Magnus was too tired to argue with her.
“Follow me,” said Magnus, and led the way back up the stairs. Even as he went, he thought to himself that all the noise he had heard outside the Academy could not possibly have been Lily alone.
He thought that, but he did not suspect what was to come.
Magnus had left behind a sleeping child and his worn-out love, and he opened the door on a scene of absolute chaos. For a moment it seemed as if there were a thousand people in his rooms, and then Magnus realized the real situation was far worse.
Every single one of the Lightwood family was there, each one causing enough noise for ten. Robert Lightwood was there, saying something in his booming voice. Maryse Lightwood was holding a bottle and appeared to be waving it around, giving a speech. Isabelle Lightwood was standing on top of a stool for no reason in the world Magnus could see. Jace Herondale was, even more mysteriously, lying flat out on the stone floor, and apparently he’d brought Clary, who looked at Magnus as if she were puzzled by her presence here as well.
Alec was standing in the middle of the room, in the middle of the human storm that was his family, holding the baby protectively to his chest. Magnus could not believe it was possible for his heart to sink further, but it somehow struck him as the greatest disaster in the world that the baby was awake.
Magnus stopped on the threshold, staring at the chaos, feeling entirely uncertain about what to do next.
Lily had no such hesitation.
“LIGHTWOOD!” Lily bellowed, charging in.
“Ah yes, Lily Chen, I believe?” said Robert Lightwood, turning to her with the dignity of the Inquisitor and no sign of surprise. “I remember you were interim representative for the vampires on the Council for a time. Glad to see you again. What can I do for you?”
Robert was obviously doing his best to show every courtesy to an important vampire leader. Magnus appreciated that, a little.
Lily did not care. “Not you!” she snapped. “Who even are you?”
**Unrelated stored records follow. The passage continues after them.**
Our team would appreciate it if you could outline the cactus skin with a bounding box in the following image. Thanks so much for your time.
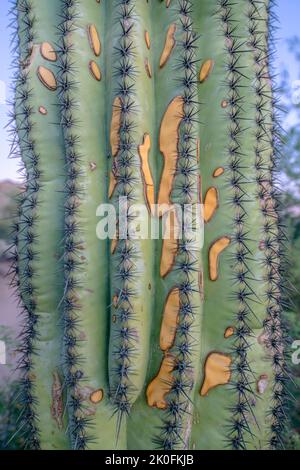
[12,0,288,450]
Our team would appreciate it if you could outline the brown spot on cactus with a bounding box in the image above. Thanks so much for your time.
[199,59,215,83]
[110,96,122,157]
[209,237,231,281]
[257,374,269,395]
[146,354,175,410]
[204,187,219,223]
[139,134,155,213]
[40,42,57,62]
[200,352,232,397]
[108,171,117,199]
[51,372,63,429]
[39,106,48,116]
[145,59,152,78]
[90,388,104,405]
[158,96,184,215]
[37,65,57,91]
[88,24,101,57]
[159,288,180,351]
[224,326,234,339]
[160,210,180,277]
[145,31,151,49]
[89,60,102,82]
[213,166,225,178]
[159,24,176,68]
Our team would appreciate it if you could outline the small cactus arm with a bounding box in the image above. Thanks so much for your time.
[12,0,288,450]
[10,0,68,449]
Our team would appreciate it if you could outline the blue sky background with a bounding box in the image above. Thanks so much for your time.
[0,0,300,180]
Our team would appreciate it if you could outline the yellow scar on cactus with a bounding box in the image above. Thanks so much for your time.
[159,24,176,68]
[200,353,232,397]
[159,288,180,351]
[208,237,231,281]
[160,210,180,277]
[89,60,102,82]
[139,134,155,213]
[199,59,215,83]
[158,96,184,216]
[204,187,219,223]
[88,24,101,57]
[146,354,175,410]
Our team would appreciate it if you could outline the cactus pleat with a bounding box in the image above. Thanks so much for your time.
[12,0,288,450]
[11,0,67,449]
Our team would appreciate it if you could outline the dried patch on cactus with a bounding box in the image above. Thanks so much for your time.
[139,134,155,213]
[199,59,215,83]
[88,24,101,57]
[110,96,122,157]
[256,374,269,395]
[159,23,176,68]
[51,372,63,429]
[145,59,152,78]
[89,60,102,82]
[160,209,180,277]
[213,166,225,178]
[37,65,57,91]
[209,237,231,281]
[224,326,234,339]
[204,187,219,223]
[158,96,184,211]
[40,42,57,62]
[90,388,104,405]
[145,31,151,49]
[159,288,180,351]
[146,354,176,410]
[200,352,232,397]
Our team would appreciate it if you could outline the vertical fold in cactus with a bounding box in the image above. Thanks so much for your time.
[59,0,126,450]
[15,0,68,449]
[128,1,201,450]
[109,0,155,435]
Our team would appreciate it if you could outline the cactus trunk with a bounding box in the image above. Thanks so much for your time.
[9,0,288,450]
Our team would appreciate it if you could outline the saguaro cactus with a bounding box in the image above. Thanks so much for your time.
[12,0,288,450]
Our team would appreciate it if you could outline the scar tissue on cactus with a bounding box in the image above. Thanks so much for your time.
[8,0,288,450]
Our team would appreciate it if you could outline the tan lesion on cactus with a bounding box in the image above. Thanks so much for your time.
[208,237,231,281]
[89,60,102,82]
[200,352,232,397]
[158,96,184,216]
[146,354,176,410]
[160,209,180,278]
[199,59,215,83]
[145,59,152,78]
[50,372,63,429]
[144,31,151,50]
[37,65,57,91]
[159,288,180,351]
[40,42,57,62]
[90,388,104,405]
[138,133,155,213]
[213,166,225,178]
[204,186,219,223]
[159,23,176,68]
[224,326,234,339]
[88,24,101,57]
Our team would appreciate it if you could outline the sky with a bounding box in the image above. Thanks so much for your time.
[0,0,300,180]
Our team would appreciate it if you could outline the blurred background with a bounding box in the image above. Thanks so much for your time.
[0,0,300,450]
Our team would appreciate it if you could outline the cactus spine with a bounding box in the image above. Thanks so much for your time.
[12,0,288,450]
Thick black brows shot up to the sky.
“I’m the Inquisitor?” said Robert. “I was the head of the New York Institute for over a decade?”
Lily rolled her dark eyes. “Oh, congratulations, do you want a medal? I need Alexander Lightwood, obviously,” said Lily, and swanned past a staring Robert and Maryse to their son. “Alec! You know that faerie dealer, Mordecai? He’s been selling fruit to mundanes at the edge of Central Park. Again! He’s at it again! And then Elliott bit a mundane who had partaken.”
“Did he reveal his vampire nature to anyone while intoxicated?” Robert asked sharply.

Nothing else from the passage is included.